Não que eu não goste do álbum - muito pelo contrário. Ouvi "Tidal" com uma obssessão maníaca, até decorar quase todas as músicas e letras, e até hoje acho difícil de acreditar que um disco desses possa ter saído da alma de uma garota tão jovem. Tudo bem, esse já se tornou um clichê sobre Fiona Apple: 90% dos textos escritos sobre ela se mostram pasmos com a qualidade da música e da poesia dessa garota prodígio que, aos 19 anos, lançou um disco que tinha uma profundidade lírica, um carregamento de sentimento, uma performance tão madura e tão complexa, que parecia realmente inacreditável que aquela garotinha magricela pudesse ter sido a criadora daquilo. "Tidal", falando sério, está entre os meus discos prediletos dos anos 90. "When The Pawn...", disco de menor impacto, mas de qualidade igualmente alta, também me ganhou inteiramente. E as palavras de Fiona... eu gostaria de pichá-las na parede do meu quarto:

"You say you'll never let me fall
from hopes so high
But 'never' is a promise
and you can't afford to lie"


Ou

"I lie in an early bed thinking late thoughts
Waiting for the black to replace my blue
I do not struggle in your web
Cause it was my aim to get caught"


Ou

"Honey, I don't feel so good, don't feel justified
Come on put a little love here in my void"


Ou

......




UMA LONGA GESTAÇÃO

Já se tinham passado uns 5 anos depois do lançamento de "When The Pawn..." quando me vi um tanto preocupado com a desaparição de Fiona: terá ela desistido da música? Entrou numa crise de inspiração incontornável? Vai parar de lançar discos? Se desiludiu com o sucesso e resolveu voltar à vida pacata? Fui buscar, como muitos outros, algumas informações sobre um provável terceiro disco que eu aguardava salivando.
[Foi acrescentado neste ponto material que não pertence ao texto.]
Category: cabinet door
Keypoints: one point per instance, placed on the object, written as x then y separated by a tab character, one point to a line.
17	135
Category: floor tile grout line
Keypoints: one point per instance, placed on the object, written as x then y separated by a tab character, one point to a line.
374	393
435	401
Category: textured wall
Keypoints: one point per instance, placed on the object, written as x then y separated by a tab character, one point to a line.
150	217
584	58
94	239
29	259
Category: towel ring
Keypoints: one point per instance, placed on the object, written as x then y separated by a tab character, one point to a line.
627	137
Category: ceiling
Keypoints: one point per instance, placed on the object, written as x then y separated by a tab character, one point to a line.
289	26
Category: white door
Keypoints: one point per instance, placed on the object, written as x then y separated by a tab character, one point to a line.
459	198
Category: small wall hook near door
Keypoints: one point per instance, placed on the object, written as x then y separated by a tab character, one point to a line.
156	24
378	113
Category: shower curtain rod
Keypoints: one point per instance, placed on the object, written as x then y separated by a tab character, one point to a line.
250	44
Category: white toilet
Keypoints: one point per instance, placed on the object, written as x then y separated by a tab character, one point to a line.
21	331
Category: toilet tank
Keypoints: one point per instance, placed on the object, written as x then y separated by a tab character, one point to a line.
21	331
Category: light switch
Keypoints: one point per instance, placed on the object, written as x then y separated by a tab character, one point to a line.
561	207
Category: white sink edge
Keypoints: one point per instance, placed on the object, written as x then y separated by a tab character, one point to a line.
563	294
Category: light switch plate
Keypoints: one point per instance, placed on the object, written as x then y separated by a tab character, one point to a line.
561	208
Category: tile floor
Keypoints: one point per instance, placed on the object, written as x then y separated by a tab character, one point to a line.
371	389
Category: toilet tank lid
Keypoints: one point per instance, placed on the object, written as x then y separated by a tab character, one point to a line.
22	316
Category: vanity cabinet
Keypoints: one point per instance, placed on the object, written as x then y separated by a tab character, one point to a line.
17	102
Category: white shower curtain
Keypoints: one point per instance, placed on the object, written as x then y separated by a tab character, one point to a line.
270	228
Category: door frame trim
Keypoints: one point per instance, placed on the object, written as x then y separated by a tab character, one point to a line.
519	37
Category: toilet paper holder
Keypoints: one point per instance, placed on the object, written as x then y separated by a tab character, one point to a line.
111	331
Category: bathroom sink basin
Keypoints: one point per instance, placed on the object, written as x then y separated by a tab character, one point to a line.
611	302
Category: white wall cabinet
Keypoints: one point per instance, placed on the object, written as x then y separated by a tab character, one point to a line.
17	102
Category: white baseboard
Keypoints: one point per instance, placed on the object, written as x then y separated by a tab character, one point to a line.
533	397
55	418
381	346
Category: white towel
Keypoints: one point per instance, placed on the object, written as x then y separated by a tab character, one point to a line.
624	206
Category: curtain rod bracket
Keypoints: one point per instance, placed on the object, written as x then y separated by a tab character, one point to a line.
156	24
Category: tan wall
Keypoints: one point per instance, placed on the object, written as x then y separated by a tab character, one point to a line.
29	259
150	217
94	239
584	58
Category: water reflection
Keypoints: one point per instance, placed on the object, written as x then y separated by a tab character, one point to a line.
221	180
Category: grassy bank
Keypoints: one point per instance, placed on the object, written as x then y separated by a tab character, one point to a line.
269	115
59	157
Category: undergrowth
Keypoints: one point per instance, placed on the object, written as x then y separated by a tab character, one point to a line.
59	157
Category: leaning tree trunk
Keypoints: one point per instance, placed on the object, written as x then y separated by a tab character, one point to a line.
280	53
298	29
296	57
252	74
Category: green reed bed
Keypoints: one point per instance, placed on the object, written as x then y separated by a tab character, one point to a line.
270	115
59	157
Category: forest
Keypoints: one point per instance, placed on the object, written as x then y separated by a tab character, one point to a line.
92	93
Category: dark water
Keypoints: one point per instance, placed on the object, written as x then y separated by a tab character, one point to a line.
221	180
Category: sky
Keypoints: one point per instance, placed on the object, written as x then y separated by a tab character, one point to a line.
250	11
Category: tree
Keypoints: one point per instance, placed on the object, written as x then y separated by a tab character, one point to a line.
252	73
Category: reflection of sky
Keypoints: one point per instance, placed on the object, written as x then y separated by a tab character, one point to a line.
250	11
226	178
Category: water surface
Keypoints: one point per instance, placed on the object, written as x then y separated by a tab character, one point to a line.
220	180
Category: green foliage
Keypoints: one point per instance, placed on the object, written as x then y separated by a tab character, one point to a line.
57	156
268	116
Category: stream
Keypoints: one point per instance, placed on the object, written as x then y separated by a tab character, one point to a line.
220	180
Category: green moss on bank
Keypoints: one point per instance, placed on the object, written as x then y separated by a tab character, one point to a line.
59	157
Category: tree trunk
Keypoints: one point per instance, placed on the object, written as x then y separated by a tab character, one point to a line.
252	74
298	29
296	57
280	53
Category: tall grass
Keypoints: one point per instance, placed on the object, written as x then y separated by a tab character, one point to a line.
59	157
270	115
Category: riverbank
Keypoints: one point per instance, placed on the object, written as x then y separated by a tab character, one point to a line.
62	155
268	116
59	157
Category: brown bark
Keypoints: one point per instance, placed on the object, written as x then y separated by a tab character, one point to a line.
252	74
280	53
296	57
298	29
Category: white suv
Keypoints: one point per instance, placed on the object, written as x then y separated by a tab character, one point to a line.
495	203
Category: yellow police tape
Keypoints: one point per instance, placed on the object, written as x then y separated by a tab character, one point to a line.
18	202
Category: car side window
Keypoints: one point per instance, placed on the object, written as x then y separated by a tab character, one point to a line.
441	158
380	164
A internet, principalmente a partir de 2004, começou a se encher de histórias e boatos a respeito de "Extraordinary Machine": muitos garantiam que o álbum estava finalizado desde Maio de 2003, mas que a gravadora Sony havia se recusado a lançá-lo por falta de um single com potencial radiofônico, o que gerou uma onda violenta de protestos dos fãs.

Além de uma campanha internética chamada Free Fiona, que envolveu dezenas de sites e blogs, os fãs chegaram até mesmo a organizar protestos frente à sede da gravadora nos Estados Unidos exigindo que o álbum fosse posto no mercado imediatamente - o que a multinacional se recusou a fazer (pelo menos era o que se contava), aparentemente por um desejo de forçar Fiona a regravar o material ou ao menos tirar da cartola algum hit que repetisse o fenômeno "Criminal"... Todos diziam que havia ocorrido com "Extraordinary Machine" algo bastante semelhante ao que houve com outro famoso álbum recusado pelo mercado fonográfico mainstream por ser anti-comercial, o "Yankee Hotel Foxtrot" do Wilco: o material proibido vazou para a Internet.
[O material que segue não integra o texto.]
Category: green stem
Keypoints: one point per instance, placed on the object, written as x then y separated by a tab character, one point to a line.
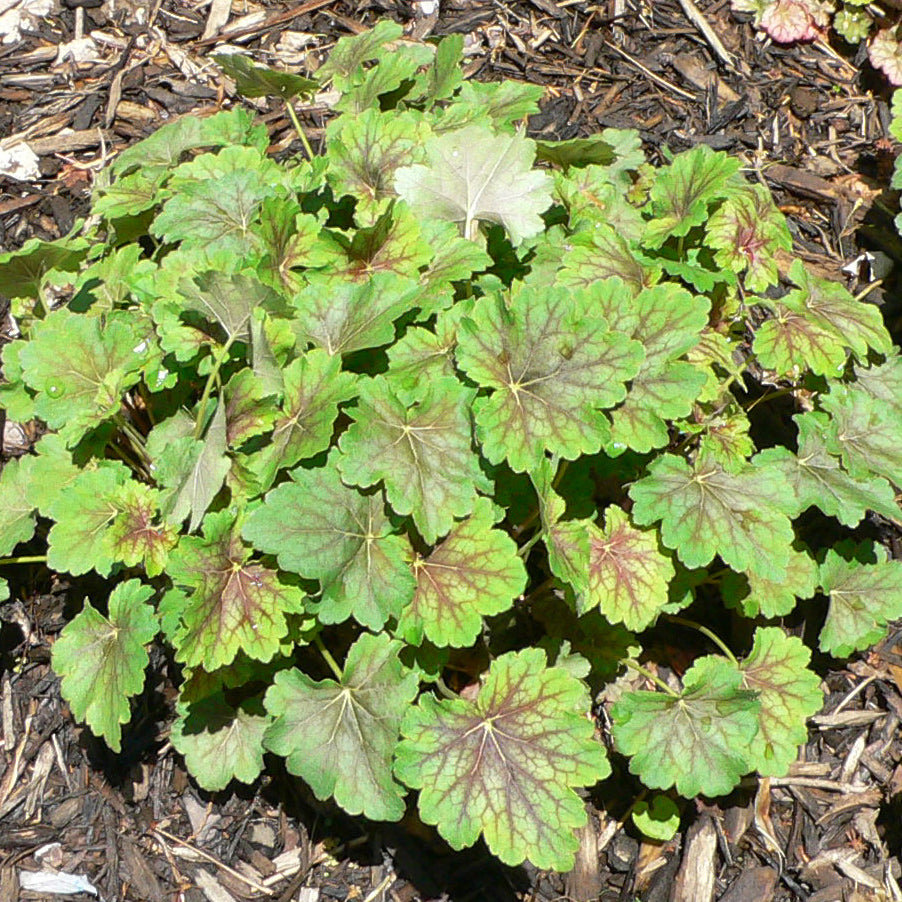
683	621
297	127
444	690
525	549
327	656
635	665
136	440
24	559
211	381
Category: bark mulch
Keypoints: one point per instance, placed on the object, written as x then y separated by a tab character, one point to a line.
81	81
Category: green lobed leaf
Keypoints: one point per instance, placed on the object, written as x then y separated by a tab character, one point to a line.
101	660
506	764
475	572
553	365
80	366
475	175
863	598
235	604
698	741
789	693
628	575
78	540
818	479
420	450
220	743
252	80
324	530
683	191
340	736
706	510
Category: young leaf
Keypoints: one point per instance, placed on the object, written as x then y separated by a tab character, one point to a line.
342	316
252	80
865	432
235	605
775	595
698	741
101	660
473	573
365	152
476	175
422	451
747	230
339	736
554	366
706	510
506	764
682	192
817	478
18	512
78	540
80	366
219	742
323	530
777	669
628	575
191	471
863	598
135	536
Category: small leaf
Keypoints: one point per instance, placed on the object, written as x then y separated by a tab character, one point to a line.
698	741
324	530
863	598
553	365
339	736
658	819
19	519
475	175
706	510
252	80
219	742
506	764
682	192
235	604
628	575
777	669
101	660
475	572
421	451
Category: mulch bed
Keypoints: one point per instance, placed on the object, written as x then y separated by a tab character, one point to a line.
80	83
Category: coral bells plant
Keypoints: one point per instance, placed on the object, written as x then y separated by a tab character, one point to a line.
401	446
854	21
Foi somente em 2005, às vésperas do lançamento oficial do álbum, que outra versão da história passou a circular: se dizia que, na verdade, não era só a gravadora que estava insatisfeita com o material gravado, mas a própria Fiona não havia curtido muito as gravações feitas com o produtor Jon Brion (que trabalhou, por exemplo, com Aimee Mann), contratando Mark Eliozondo para regravar "Extraordinary Machine" quase na íntegra. Que fique claro: o "Extraordinary Machine" que é, pra mim, o melhor disco desse 2005, é a "versão Internet", produzido por Jon Brion e que NÃO FOI LANÇADO OFICIALMENTE. Seria muito chato ficar aqui comparando em minúcias os dois álbuns, como fazem os fãs (na comunidade do Orkut, por exemplo); só digo que a versão Internet me pareceu imensamente superior: mais ousada, mais revolucionária, mais genuína, com uma sequência de faixas melhor pensada. Na dúvida, ouçam os dois.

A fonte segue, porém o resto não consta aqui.